The West End Extra reports;
“Two-hundred-and-fifty families from neighbouring boroughs have been given tenancies in Westminster at a time when the council is spending hundreds of thousands of pounds housing families in expensive hotels because of a chronic shortage in affordable homes.
A Freedom of Information request by the West End Extra has revealed that Hammersmith & Fulham council granted 65 tenancies in Westminster since 2005.
The figures show that Kensington & Chelsea council has placed 160 “households” in private accommodation and 14 in housing association homes in Westminster.
Camden has placed 18 households in permanent accommodation and seven in temporary accommodation in Westminster since 2005.

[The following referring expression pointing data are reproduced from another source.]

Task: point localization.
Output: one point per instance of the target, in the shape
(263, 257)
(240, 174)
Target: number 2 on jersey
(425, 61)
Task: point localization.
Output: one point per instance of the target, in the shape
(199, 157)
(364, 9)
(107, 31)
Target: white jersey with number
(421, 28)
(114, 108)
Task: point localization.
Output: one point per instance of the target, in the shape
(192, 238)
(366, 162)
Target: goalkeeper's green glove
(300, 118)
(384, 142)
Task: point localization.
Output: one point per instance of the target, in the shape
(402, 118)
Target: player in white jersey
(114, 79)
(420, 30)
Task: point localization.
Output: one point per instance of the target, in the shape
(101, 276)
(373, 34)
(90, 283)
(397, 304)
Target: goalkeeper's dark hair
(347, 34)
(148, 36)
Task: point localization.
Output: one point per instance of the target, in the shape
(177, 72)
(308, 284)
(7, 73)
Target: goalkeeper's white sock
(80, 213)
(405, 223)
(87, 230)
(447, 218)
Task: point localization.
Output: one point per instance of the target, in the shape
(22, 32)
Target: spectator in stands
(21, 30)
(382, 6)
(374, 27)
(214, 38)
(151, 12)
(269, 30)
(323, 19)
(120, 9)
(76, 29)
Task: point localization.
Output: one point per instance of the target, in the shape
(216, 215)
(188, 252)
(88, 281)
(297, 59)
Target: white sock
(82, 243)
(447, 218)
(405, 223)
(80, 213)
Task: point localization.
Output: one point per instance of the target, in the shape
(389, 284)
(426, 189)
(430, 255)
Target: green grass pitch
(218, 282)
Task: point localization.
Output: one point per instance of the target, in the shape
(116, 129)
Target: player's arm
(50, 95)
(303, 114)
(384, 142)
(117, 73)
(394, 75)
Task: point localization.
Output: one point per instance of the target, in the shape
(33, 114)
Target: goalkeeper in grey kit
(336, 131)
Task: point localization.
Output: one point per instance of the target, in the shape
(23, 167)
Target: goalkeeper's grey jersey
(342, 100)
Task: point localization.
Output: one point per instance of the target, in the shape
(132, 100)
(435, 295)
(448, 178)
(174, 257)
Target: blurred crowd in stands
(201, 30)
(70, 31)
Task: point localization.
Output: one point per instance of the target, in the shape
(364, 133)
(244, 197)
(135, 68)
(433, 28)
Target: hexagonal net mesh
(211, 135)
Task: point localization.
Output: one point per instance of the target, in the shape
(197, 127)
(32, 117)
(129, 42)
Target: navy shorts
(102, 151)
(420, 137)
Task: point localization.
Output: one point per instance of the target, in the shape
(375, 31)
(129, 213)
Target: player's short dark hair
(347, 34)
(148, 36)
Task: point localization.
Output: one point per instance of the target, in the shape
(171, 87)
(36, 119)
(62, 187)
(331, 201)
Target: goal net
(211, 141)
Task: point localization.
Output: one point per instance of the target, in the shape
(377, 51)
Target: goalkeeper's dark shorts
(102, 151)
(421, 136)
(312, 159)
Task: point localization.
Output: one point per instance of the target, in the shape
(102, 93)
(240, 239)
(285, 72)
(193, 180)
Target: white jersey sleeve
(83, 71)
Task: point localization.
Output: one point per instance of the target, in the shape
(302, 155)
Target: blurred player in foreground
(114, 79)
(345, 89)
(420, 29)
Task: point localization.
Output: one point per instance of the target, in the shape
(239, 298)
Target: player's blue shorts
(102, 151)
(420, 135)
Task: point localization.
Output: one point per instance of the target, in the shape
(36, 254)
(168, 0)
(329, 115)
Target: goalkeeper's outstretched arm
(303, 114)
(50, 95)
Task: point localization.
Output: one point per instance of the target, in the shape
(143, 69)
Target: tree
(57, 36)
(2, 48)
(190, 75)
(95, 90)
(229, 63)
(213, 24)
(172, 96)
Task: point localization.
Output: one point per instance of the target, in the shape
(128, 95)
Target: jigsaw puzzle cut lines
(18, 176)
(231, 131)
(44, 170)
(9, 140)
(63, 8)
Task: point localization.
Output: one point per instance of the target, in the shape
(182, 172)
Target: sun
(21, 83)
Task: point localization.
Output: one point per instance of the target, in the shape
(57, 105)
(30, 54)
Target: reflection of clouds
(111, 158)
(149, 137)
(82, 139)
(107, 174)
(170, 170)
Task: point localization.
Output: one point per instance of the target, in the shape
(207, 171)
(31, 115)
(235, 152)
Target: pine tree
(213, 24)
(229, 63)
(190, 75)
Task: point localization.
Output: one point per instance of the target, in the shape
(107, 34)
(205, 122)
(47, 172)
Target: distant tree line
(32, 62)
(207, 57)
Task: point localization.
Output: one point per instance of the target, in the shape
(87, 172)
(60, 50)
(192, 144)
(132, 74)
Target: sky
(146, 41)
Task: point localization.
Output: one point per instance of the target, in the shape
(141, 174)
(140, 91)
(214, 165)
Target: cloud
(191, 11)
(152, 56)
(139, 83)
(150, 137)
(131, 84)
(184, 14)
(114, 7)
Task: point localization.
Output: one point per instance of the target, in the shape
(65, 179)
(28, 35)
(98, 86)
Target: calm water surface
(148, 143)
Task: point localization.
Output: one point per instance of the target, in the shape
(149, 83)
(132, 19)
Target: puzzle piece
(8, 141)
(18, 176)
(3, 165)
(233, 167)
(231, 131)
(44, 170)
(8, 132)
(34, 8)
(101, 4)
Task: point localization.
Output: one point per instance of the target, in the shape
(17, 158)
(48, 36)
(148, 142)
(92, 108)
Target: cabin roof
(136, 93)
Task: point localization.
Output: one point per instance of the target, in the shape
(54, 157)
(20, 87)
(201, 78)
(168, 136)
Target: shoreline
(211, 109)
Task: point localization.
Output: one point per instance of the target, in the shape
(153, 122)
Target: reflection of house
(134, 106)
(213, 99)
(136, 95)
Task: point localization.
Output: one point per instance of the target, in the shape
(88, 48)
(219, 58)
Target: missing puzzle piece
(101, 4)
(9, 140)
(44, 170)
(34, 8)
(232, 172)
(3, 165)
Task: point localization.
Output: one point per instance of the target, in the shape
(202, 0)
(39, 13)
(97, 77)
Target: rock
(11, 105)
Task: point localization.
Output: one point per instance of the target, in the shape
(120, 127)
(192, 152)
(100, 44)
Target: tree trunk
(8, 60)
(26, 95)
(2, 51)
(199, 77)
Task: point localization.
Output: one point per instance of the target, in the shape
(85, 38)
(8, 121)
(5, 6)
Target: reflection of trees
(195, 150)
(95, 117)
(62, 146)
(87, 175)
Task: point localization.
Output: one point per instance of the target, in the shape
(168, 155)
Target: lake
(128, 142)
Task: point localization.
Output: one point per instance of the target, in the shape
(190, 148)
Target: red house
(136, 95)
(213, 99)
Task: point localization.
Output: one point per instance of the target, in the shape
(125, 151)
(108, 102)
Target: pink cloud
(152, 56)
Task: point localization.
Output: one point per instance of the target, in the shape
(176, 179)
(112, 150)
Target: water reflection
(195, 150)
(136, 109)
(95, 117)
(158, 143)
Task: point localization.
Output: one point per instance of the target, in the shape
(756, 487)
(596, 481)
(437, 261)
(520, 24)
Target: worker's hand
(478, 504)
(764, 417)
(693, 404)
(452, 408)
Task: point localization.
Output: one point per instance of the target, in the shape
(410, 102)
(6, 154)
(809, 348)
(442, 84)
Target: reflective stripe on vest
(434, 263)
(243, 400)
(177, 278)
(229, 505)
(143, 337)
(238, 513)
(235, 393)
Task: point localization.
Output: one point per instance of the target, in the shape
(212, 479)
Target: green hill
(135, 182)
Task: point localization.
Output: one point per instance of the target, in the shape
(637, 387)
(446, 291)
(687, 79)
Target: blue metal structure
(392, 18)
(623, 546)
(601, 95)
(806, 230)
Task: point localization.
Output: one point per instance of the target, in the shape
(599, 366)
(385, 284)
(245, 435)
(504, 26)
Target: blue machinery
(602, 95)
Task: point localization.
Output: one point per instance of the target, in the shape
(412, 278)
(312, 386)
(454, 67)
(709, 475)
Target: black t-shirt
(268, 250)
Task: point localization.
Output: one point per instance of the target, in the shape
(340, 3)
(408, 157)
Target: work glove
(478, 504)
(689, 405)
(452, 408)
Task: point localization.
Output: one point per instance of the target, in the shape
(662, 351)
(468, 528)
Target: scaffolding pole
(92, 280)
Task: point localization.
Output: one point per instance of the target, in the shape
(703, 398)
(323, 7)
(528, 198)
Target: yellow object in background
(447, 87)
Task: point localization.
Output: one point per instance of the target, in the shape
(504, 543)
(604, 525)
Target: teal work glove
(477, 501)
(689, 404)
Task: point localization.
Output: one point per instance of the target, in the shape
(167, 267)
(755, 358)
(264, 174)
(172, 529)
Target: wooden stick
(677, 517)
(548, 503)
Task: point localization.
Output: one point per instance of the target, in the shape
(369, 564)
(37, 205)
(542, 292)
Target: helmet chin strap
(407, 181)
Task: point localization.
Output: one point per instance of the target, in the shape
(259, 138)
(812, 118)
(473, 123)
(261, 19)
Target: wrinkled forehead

At the same time Westminster council is spending £145,000 a week housing more than 120 families in hotels and forcing Westminster families to live outside the borough.
Responding to the figures Labour housing spokesman Cllr Guthrie McKie said the flow of residents was “another example of the madness” of a housing system that “defies logic.
He added: “One borough is transferring its residents to a neighbouring borough while Westminster, at the same time, is transferring its residents affected by the cap into Kensington hotels and other parts of London.
“Instead of a coherent and planned approach to the housing problem we have a bureaucratic mish-mash that just keeps stumbling on a new idea every day. And at the centre of all this is the lives of families with all the normal problems that families have – schooling, health, work.”
Figures from Kensington & Chelsea show the number of households placed in Westminster in 2012 had risen by 15 per cent since 2006.
But Cllr Jonathan Glanz, cabinet member for housing and property, said: “Demand for temporary properties between 2005-2010 was much lower than now so it is unsurprising that our neighbouring boroughs utilised short-term let properties in Westminster in that period as there wasn’t such extreme pressure for homes.”
He added: “These figures relate to the number of tenancies, rather than homes, which distorts the results. So it is likely that multiple households used the same property, each for a short period of time.
“It also highlights the problems with the previous welfare system, which allowed local authorities to buy up properties in much more expensive areas.
“All across London there is intense pressure on social housing stock and we need to work together to make best use of the homes available.”